Sentence corrections on the GMAT tests many of the same issues in subject-verb agreement as in pronoun-antecedent agreement: it’s important to distinguish singular nouns from plural ones, even when the test-makers have made it difficult to do so. For example, take a look at the first sentence of this article: there’s a mistake. The subject of that sentence is “[s]entence corrections,” which is plural, but the verb, “tests,” is singular. Because the singular “GMAT” is placed between them, the singular verb SOUNDS right, but is actually incorrect.
Let’s look at a couple more examples:
The team of football players are accompanied by their trainer and head coach.
This sentence demonstrates the same common trick, which is that a singular subject (team) is associated with a plural noun (players); a plural verb (are) is then placed next to that plural noun, and the unwary test-taker, relying on his or her sense of what “sounds right,” is lulled into thinking that the sentence is correct as written.
Incidentally, there’s a second, similar issue here: the pronoun-antecedent problem. While the test tricks you into thinking that “team of football players” agrees with a plural verb, it also throws in the plural pronoun “their.” The correct possessive pronoun for a singular entity like a team is “its.” The correct version of the sentence above should look like this:
The team of football players is accompanied by its trainer and head coach.

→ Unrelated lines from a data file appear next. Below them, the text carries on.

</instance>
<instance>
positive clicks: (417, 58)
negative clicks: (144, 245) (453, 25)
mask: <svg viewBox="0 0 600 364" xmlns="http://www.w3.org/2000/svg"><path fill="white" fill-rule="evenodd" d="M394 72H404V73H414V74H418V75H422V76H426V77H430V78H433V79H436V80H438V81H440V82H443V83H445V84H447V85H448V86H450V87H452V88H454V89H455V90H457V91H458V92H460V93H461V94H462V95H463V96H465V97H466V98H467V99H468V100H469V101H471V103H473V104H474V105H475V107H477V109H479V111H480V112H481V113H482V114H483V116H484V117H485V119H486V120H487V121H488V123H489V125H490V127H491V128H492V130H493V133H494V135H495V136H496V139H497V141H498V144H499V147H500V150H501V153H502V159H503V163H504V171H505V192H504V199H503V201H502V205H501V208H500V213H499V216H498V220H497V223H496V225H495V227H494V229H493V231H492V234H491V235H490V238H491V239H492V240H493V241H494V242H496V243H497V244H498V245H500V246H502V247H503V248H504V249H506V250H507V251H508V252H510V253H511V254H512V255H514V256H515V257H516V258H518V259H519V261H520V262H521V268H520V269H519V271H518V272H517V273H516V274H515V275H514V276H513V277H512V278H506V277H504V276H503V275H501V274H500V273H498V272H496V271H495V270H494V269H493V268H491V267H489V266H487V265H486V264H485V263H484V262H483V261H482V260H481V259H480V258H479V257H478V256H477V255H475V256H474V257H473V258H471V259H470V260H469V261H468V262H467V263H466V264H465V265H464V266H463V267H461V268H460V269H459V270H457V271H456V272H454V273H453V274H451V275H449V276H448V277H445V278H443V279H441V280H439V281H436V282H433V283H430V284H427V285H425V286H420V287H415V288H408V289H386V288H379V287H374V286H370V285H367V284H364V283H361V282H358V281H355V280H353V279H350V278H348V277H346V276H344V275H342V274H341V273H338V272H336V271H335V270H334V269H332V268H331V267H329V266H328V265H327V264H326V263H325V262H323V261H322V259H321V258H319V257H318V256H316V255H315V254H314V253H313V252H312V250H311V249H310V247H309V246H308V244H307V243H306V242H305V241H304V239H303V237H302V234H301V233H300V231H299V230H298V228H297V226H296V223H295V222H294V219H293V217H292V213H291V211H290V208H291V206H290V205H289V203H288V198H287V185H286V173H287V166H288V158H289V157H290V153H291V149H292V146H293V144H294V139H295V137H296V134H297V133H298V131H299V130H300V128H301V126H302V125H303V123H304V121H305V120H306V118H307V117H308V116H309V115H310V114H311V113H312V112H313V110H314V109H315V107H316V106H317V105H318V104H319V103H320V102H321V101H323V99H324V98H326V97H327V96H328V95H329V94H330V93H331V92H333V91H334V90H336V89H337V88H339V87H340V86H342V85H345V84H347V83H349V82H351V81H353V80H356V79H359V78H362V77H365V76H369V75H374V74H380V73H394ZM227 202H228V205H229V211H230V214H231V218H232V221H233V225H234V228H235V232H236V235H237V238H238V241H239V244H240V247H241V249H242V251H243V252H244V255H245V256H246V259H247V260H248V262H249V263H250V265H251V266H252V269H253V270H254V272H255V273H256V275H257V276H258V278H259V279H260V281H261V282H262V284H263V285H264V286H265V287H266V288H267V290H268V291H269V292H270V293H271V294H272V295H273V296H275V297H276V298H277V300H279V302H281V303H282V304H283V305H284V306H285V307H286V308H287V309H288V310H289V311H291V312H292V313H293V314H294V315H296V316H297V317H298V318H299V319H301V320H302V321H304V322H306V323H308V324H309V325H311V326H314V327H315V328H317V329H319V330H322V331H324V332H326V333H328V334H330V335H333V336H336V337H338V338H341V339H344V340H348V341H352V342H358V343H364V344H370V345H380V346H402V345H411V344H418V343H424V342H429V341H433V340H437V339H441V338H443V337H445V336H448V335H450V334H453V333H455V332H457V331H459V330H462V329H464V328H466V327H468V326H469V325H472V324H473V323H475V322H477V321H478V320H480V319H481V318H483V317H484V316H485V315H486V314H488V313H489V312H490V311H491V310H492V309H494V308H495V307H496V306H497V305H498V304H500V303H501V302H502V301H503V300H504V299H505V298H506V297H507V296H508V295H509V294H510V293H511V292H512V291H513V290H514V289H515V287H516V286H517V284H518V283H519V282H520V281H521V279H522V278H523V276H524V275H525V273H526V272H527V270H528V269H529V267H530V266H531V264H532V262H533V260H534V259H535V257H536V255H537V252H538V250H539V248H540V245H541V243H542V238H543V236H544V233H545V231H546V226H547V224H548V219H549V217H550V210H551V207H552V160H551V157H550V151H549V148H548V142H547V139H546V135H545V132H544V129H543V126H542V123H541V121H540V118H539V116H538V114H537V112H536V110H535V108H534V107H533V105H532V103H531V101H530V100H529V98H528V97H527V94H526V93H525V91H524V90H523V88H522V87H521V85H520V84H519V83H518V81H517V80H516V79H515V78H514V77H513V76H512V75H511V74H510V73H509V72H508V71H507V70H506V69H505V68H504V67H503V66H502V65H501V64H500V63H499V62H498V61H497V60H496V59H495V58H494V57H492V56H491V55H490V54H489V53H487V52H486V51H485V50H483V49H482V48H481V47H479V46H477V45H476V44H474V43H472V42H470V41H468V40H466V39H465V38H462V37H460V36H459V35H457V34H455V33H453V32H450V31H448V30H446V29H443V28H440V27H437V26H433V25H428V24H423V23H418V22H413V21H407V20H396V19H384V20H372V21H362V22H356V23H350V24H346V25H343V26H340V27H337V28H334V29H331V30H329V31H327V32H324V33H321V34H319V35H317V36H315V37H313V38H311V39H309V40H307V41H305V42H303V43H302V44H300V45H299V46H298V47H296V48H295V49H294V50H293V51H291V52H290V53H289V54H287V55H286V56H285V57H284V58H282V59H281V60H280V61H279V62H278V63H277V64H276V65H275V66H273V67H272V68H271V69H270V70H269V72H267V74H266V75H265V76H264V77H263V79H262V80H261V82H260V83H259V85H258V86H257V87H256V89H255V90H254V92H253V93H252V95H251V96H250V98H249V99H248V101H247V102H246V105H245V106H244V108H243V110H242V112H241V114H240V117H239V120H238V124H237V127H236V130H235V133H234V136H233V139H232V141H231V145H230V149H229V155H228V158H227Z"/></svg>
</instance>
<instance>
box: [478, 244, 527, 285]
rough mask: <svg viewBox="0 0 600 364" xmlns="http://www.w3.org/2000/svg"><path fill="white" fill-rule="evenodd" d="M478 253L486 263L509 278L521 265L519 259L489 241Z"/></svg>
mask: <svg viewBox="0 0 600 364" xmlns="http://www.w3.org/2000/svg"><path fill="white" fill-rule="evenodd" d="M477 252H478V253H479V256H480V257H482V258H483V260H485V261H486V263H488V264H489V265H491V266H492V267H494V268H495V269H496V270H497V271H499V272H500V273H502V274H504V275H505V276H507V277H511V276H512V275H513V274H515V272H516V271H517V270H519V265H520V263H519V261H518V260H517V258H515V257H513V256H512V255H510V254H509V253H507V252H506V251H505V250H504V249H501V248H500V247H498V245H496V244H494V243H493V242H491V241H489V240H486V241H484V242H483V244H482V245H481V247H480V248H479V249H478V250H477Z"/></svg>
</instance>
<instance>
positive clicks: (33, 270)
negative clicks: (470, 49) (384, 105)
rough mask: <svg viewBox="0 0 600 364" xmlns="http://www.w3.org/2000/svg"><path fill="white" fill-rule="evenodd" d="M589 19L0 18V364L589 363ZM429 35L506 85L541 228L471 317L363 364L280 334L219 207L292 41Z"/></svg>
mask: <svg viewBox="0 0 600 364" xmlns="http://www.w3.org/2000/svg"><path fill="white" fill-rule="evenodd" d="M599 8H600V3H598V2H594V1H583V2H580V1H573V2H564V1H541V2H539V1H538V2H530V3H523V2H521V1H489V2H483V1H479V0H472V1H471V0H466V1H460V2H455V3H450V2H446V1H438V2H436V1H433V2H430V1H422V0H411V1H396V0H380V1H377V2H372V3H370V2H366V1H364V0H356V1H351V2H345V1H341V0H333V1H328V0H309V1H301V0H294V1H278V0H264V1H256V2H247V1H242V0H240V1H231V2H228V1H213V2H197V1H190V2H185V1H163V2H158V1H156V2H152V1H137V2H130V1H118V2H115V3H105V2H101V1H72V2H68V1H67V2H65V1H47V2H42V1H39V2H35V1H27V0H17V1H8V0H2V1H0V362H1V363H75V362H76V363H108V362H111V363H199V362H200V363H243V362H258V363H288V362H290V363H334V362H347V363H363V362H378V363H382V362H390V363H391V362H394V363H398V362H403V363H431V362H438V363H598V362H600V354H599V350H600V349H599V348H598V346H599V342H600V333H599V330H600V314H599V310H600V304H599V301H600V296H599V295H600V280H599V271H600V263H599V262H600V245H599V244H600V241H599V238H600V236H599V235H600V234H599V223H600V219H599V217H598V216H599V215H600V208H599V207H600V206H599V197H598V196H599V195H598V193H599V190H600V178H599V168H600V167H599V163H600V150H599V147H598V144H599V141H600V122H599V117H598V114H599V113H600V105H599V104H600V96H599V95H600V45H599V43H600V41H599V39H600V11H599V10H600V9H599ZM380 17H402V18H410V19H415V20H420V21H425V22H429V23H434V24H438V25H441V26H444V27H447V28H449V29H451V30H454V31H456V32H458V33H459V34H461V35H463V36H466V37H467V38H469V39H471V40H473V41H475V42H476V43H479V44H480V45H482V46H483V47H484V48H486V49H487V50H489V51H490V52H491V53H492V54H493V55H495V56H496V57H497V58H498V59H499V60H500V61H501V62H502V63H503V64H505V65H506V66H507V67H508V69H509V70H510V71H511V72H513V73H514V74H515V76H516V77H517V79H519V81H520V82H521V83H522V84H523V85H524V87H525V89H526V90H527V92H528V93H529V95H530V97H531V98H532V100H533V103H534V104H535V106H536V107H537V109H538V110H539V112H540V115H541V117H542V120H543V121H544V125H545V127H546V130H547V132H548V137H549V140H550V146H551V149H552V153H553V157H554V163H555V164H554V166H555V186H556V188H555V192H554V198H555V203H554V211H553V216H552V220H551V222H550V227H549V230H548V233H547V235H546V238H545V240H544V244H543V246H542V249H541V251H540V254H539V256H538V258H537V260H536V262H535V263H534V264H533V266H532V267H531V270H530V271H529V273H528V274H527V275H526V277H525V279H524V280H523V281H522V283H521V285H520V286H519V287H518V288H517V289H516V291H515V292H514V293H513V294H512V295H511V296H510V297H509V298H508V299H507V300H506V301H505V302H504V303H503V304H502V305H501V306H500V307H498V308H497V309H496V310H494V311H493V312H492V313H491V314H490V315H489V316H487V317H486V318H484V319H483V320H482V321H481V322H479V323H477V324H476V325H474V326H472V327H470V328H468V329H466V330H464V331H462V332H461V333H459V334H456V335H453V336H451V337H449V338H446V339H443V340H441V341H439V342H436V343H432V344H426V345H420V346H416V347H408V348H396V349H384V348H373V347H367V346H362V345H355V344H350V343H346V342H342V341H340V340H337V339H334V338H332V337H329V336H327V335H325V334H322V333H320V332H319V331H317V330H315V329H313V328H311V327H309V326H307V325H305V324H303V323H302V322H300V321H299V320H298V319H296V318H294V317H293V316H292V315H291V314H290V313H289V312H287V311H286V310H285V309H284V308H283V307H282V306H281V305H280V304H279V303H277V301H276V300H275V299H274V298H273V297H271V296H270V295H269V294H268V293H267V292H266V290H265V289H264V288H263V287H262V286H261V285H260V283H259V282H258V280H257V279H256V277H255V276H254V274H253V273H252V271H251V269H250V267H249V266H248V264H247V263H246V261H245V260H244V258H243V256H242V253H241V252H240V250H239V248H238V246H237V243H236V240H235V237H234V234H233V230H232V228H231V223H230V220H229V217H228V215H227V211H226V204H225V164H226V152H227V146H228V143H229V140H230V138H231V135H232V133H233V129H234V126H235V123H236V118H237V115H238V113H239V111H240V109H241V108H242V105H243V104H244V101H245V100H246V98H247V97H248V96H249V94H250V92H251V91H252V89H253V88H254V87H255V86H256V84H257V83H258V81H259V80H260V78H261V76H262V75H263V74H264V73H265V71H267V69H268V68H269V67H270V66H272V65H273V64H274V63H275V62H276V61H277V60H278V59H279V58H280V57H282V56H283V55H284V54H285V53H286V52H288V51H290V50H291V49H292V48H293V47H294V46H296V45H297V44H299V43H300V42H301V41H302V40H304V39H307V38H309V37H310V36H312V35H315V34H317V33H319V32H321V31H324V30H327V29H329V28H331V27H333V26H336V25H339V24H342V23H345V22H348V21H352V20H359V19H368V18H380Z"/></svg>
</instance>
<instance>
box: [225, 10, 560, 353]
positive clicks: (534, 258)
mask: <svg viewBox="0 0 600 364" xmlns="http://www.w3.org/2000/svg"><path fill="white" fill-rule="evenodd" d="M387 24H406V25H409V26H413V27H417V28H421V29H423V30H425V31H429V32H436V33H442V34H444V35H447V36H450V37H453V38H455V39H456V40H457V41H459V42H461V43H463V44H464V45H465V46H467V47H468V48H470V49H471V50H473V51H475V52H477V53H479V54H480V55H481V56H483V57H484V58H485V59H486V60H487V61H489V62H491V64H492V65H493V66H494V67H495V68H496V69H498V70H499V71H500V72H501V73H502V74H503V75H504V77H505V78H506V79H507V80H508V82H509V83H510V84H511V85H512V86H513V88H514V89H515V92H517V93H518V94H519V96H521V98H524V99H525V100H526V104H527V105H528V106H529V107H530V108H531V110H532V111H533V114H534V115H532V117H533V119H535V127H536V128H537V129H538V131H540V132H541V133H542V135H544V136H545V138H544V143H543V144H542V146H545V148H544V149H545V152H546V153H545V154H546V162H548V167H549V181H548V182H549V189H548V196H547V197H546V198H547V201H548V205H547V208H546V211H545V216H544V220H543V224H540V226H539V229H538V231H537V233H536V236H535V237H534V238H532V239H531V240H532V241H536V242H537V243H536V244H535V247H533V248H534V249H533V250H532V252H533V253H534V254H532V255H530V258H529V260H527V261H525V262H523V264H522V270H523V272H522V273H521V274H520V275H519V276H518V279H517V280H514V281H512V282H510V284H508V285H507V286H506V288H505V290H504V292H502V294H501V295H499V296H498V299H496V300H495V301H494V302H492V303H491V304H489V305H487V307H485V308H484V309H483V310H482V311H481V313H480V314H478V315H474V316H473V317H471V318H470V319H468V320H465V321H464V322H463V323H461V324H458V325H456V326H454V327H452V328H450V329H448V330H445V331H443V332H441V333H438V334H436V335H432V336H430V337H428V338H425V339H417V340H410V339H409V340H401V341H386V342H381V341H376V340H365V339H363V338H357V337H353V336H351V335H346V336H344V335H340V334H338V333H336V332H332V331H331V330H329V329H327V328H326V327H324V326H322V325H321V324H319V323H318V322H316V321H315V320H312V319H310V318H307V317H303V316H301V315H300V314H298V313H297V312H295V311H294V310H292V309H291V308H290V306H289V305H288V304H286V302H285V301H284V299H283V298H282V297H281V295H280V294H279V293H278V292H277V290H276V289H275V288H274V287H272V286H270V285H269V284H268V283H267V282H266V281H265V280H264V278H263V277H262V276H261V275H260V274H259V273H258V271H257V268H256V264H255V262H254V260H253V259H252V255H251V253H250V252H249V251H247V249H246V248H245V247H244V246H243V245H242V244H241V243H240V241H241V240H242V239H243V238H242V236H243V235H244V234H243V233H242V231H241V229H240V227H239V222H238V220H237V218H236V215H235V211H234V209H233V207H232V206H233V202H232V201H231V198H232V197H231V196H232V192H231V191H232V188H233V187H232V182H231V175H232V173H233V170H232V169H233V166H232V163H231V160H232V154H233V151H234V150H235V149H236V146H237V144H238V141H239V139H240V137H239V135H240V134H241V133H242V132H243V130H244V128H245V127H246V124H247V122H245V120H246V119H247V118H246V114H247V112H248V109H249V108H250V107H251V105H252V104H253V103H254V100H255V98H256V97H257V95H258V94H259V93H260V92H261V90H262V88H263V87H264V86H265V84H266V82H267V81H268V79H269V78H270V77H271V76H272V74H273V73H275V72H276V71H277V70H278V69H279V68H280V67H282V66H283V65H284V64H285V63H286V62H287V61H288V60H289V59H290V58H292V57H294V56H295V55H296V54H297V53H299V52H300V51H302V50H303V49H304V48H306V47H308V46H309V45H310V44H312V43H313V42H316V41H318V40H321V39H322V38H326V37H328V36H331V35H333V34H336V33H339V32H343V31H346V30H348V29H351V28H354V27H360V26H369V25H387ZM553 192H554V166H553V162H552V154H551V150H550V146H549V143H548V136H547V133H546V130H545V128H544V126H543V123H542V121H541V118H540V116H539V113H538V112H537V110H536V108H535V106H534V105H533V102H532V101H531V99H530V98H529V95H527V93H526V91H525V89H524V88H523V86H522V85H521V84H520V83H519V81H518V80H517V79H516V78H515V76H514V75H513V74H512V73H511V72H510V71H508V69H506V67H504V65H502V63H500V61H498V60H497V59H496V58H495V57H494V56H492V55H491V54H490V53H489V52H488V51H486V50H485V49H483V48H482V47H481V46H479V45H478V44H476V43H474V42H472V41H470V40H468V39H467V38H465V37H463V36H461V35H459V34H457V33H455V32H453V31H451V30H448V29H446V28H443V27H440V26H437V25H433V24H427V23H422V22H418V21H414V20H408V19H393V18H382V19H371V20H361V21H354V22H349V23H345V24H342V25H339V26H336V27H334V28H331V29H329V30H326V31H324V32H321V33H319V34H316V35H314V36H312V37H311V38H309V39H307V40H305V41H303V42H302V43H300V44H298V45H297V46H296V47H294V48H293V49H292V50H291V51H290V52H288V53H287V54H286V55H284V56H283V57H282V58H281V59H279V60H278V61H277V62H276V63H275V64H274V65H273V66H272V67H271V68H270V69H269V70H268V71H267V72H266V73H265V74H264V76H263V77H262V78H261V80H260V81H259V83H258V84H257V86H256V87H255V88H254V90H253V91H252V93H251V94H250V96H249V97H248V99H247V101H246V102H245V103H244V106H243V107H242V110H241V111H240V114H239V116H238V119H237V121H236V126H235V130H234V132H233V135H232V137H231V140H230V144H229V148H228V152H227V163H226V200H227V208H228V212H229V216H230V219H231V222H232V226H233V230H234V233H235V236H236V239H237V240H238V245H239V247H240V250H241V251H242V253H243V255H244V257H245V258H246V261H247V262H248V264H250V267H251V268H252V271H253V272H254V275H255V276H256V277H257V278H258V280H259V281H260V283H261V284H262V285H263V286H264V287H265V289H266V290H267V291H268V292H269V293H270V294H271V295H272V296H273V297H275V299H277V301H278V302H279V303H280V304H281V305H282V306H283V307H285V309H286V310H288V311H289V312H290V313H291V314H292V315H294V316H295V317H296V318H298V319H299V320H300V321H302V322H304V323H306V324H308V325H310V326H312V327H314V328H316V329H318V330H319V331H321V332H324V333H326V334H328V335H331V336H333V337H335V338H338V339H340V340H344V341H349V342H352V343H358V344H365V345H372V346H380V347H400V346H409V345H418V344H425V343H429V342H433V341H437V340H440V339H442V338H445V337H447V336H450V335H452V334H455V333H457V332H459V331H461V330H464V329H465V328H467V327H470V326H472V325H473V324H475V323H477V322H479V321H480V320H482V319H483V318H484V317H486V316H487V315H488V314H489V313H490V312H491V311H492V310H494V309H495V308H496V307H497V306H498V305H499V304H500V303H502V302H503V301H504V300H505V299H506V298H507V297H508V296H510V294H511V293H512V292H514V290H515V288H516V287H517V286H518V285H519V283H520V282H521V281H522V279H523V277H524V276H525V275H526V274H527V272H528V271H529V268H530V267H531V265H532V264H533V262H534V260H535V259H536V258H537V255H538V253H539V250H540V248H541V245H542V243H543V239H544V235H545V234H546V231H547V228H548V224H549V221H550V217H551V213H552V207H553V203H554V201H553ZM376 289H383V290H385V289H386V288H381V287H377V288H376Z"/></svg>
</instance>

Another trick that can cause subject-verb agreement problems is the insertion of a modifying phrase between the subject and verb, which distracts from the proper agreement. This sentence illustrates how that can happen:
A dance studio, which will offer a wide variety of classes, are opening near my house.
The subject here is “[a] dance studio,” which is singular. The phrase “which will offer a wide variety of classes” is offset by commas, so we know that the information is not essential to the meaning of the sentence and is instead a modifying phrase. The best way to check subject-verb agreement in a sentence like this is by “lifting out” that modifying phrase and reading the sentence without it.
Therefore, we can read it like this:
A dance studio are opening near my house.
Now we can see much more clearly that the singular subject and the plural verb do not agree. We should use “is,” not “are,” as the verb in this sentence.
How do we handle it, though, when we see a more complicated sentence on the GMAT? The key is to break the sentence into smaller pieces and address each piece individually until you can clearly identify any subject-verb agreement problems.
Here’s an example:
Despite Leslie’s complaints, the Co-Op Housing Membership Board, which is made up of representatives from all five of the building’s floors, haven’t made any effort to disseminate standard rules of conduct for pet owners.
The two modifying phrases here—“[d]espite Leslie’s complaints” and “which is made up of representatives from all five of the building’s floors”—obscure the subject and the verb, and make the subject-verb disagreement more difficult to identify. As we saw previously, “lifting” those modifying phrases out and reading around them can help. However, here we also have the issue of a singular noun (the Co-Op Housing Membership Board) that sounds plural, since it’s made up of multiple people, but is in fact singular. Therefore, the plural verb “haven’t” is incorrect as used in this sentence. There are a couple of ways to fix this, each of them equally viable as an answer choice on the GMAT.
1) Despite Leslie’s complaints, the Co-Op Housing Membership Board, which is made up of representatives from all five of the building’s floors, hasn’t made any effort to disseminate standard rules of conduct for pet owners.
2) Despite Leslie’s complaints, the Co-Op Housing Membership Board representatives, who come from all five of the building’s floors, haven’t made any effort to disseminate standard rules of conduct for pet owners.
In the first version, we replace the plural “haven’t” with the singular “hasn’t”; in the second, the singular “Co-Op Housing Membership Board” becomes the plural “Co-Op Housing Membership Board representatives.” Either one works as a correction here.
In closing, remember that on GMAT sentence corrections, you should not only keep your eyes open to detect errors that might seem fine at first glance, but should also keep your mind open to unexpected methods for correcting those errors.